[strongSwan] Problem with rekey collisions

andreas.braun at bagus.de andreas.braun at bagus.de
Tue Jan 27 08:16:57 CET 2015


Hello Martin,

thank you very much for your message. 

>> Now my problem is that tunnels between devices break every few days. The log
>> states that strongSwan detects a CHILD_REKEY collision, then it resolves the
>> collision, but no traffic is going through.

>> I noticed that after a rekey collision, some iptables rules were gone.
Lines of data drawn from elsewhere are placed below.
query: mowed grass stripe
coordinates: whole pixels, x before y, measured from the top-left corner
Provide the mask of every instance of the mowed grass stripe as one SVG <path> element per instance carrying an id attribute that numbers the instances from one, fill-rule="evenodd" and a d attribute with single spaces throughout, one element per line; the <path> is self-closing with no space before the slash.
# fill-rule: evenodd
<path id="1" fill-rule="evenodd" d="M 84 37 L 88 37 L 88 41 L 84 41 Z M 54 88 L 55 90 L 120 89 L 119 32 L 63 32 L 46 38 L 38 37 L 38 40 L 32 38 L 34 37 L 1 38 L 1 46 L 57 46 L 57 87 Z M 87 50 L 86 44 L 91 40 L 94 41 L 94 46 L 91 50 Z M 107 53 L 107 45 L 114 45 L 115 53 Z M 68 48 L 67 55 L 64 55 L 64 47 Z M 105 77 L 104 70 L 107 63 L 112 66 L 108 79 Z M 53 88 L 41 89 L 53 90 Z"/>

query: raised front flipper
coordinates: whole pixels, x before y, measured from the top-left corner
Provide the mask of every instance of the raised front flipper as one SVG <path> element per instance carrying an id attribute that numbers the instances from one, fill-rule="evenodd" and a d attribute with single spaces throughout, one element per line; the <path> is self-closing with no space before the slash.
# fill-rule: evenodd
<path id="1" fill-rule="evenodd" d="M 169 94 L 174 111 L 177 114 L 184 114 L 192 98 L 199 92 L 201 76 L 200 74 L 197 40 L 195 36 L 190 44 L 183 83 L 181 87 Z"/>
I
>> still have to verify this in the production system.

> Most likely we falsely invoke the updown script with a "down" event for
> that rekey collision, as that CHILD_SA gets deleted (but actually is
> still up with the "winning" instance). Probably we can fix that, but I
> don't know how trivial it is.

I have checked that and indeed the function "down-client:iptables" in the _updown script gets called after a collision. But not every time. It looks like only when it says "CHILD_SA rekey collision lost" or "CHILD_SA rekey collision won". Then some firewall rules gets deleted. Even with the more recent strongSwan 5.2.1 the problem still remains.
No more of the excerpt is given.